Dessert irrésistible. Cette proximité ravit également les clients de l'auberge. Sous le signe du plaisir, l'entrée associe une terrine de veau et un filet de truite fumé (provenant d'un élevage bio proche) à des légumes colorés récoltés la veille. Ce plat léger s'appelle «vitello forello». Le chou-fleur, lui, arrive décliné en différentes textures, accompagné de mayonnaise au miso et d'un pesto de roquette remarquable. «Les fleurs comestibles utilisées pour la décoration proviennent également de la ferme des Zbinden.» En dessert, le festival de baies (jeu de mot en allemand entre Beeren, les petits fruits, et Bären, l'ours) est composé d'une glace au bois de cassis enrobée de chocolat Ruby, d'un muffin aux baies, d'un sorbet à la fraise et d'un croustillant au chocolat blanc!» Une création qui trahit que le Jeune Restaurateur Patrick Germann est également boulanger/pâtissier.
L'atout bio. 90% des légumes utilisés au Bären (14 points) proviennent de chez Gaby et Fredy Zbinden. «Dès le départ, nous voulions miser sur le bio - comme nous le faisons d'ailleurs aussi en privé. Et nous sommes tombés sur les Zbinden», raconte Patrick Germann. Gaby et Fredy sont venus déjeuner au restaurant au retour du marché où ils vendent leurs légumes le samedi. Quelques échanges plus tard, notre collaboration était lancée. Elle est d'autant plus judicieuse qu'ainsi aucun intermédiaire n'est nécessaire. «Ils n'hésitent pas à prendre parfois des légumes légèrement endommagés par la grêle», ajoute Fredy Zbinden. De quoi compenser le prix légèrement plus cher des légumes bio qui sont aussi «clairement meilleurs». À midi, le menu, soupe et salade comprises, ne coûte cependant que tout juste 20 francs.
Parlons biodiversité. Leur ferme, les Zbinden, l'appellent de «manufacture de légumes» et le bio y est intégré de manière particulièrement conséquente: «Nous semons à la main. Nous désherbons à la main. Nous récoltons à la main.» Dans la mesure du possible, ils renoncent aux produits phytosanitaires ainsi qu'aux outils lourds qui pourraient détruire la structure du sol. En fait, Fredy et Gaby Zbinden pensent en termes de biodiversité. Ainsi, devant la ferme se trouve une haie en bois entassé: elle sert de refuge aux souris et aux belettes. Autre exemple: au moment de rentrer le fourrage pour le bétail, les Zbinden laissent toujours une bande de trèfle en fleurs pour les abeilles: «Elles ont besoin de nectar!»

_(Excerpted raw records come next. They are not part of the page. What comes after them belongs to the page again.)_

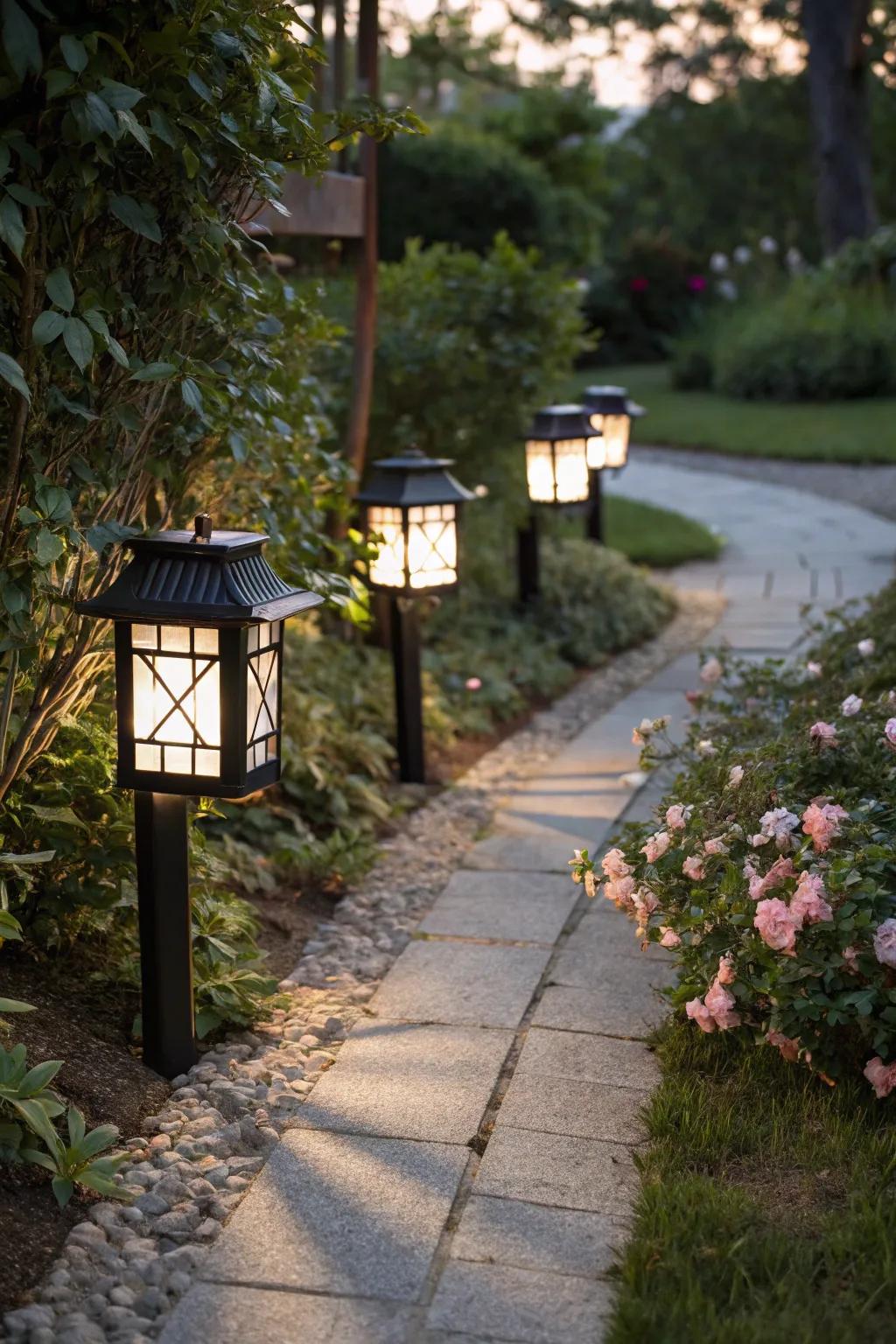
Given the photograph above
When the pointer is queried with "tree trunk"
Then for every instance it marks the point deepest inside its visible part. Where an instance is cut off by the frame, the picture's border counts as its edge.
(838, 95)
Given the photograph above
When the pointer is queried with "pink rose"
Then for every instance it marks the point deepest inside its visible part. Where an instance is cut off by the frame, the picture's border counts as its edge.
(775, 925)
(710, 671)
(677, 815)
(886, 942)
(786, 1045)
(822, 735)
(880, 1075)
(727, 973)
(821, 822)
(655, 845)
(808, 905)
(699, 1012)
(614, 864)
(720, 1003)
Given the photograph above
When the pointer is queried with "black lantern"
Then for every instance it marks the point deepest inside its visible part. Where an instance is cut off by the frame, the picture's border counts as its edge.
(557, 445)
(413, 508)
(199, 663)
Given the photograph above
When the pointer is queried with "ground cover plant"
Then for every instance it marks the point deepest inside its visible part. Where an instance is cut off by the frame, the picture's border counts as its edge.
(835, 431)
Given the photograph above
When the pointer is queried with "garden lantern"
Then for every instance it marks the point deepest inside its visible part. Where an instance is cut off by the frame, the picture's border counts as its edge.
(414, 504)
(557, 446)
(199, 662)
(612, 414)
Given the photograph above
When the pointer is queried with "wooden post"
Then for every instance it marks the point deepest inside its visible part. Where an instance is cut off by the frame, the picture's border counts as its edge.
(367, 84)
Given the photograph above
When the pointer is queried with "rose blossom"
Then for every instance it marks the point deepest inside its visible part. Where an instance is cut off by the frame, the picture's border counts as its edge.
(808, 905)
(886, 942)
(727, 973)
(775, 925)
(786, 1045)
(823, 734)
(614, 864)
(720, 1003)
(655, 845)
(710, 671)
(699, 1012)
(880, 1075)
(821, 822)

«Éleveur de vers!» Oui, les Zbinden ont les pieds sur terre, ils sont la quatrième génération à exploiter la ferme de Rüschegg: «Je suis tellement enraciné ici que j'arrive à peine à partir en vacances», plaisante Fredy. Son père s'est converti au bio dès 1979, et la ferme est inscrite au registre sous le numéro 290 - alors que la Suisse compte à présent 8000 exploitations bio. À l'école, ce fils de paysan a toutefois appris à ses dépens à quel point son père était en avance sur son temps. «On se moquait de moi en me traitant d'éleveur de vers!»
En attendant samedi. Nous l'avons dit, Gaby et Fredy Zbinden se rendent chaque semaine à Schwarzenburg pour le «Märit», le marché. Et ensuite, ils s'attablent au Bären pour le repas de midi où ils se voient servir leur propre récolte: «Nous ne mangeons que nos propres légumes à la maison, et Gaby cuisine bien», affirme Fredy Zbinden. «Malgré tout, nous nous réjouissons chaque samedi de nous arrêter chez Franziska et Pädu!» Cette joie est manifestement tout à fait réciproque.

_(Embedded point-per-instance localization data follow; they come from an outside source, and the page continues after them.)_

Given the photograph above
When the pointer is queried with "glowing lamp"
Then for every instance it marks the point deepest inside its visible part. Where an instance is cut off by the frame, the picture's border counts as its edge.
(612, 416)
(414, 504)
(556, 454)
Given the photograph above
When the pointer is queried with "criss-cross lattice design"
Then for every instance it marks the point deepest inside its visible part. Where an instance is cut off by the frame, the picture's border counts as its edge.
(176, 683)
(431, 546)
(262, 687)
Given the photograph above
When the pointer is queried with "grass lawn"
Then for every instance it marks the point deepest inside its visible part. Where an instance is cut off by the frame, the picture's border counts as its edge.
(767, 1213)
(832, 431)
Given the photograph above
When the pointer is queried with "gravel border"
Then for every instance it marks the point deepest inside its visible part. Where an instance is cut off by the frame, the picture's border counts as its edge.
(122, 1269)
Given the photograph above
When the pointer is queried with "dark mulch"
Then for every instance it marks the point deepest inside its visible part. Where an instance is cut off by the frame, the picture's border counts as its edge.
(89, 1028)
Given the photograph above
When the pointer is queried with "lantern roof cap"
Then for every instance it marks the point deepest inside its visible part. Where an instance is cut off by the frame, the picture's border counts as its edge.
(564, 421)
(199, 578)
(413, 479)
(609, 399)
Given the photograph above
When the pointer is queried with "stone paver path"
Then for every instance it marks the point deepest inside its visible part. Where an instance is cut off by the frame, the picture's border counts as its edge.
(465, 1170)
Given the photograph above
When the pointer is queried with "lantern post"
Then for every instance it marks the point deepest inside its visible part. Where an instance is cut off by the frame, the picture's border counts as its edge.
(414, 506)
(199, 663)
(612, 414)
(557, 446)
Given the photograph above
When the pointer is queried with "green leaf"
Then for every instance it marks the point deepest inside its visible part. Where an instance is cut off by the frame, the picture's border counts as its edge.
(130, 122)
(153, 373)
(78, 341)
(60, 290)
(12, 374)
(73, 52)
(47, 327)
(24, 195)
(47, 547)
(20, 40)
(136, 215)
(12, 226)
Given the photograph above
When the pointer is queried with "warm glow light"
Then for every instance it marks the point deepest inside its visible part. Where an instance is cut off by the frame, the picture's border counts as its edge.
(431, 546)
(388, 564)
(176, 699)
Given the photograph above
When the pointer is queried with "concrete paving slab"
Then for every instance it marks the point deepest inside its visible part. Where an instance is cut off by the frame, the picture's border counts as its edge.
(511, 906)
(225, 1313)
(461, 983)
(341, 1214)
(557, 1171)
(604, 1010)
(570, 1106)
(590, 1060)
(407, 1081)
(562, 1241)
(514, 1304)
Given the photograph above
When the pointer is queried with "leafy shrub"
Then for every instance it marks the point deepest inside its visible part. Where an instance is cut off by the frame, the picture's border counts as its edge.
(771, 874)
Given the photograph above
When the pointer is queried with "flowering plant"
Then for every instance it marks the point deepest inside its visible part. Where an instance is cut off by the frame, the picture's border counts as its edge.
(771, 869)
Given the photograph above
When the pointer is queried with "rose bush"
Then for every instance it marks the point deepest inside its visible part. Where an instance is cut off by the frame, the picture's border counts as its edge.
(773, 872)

Le label «Bio Cuisine» indique aux clients le niveau de durabilité qui les attend dans leur assiette. Il se décline en trois échelons symbolisés par une à trois fleurs, selon la part de produits bios ou estampillés bio bourgeon utilisés dans l'établissement. Le calcul se base sur la valeur d'achat des aliments et des boissons. GaultMillau Suisse soutient cette initiative.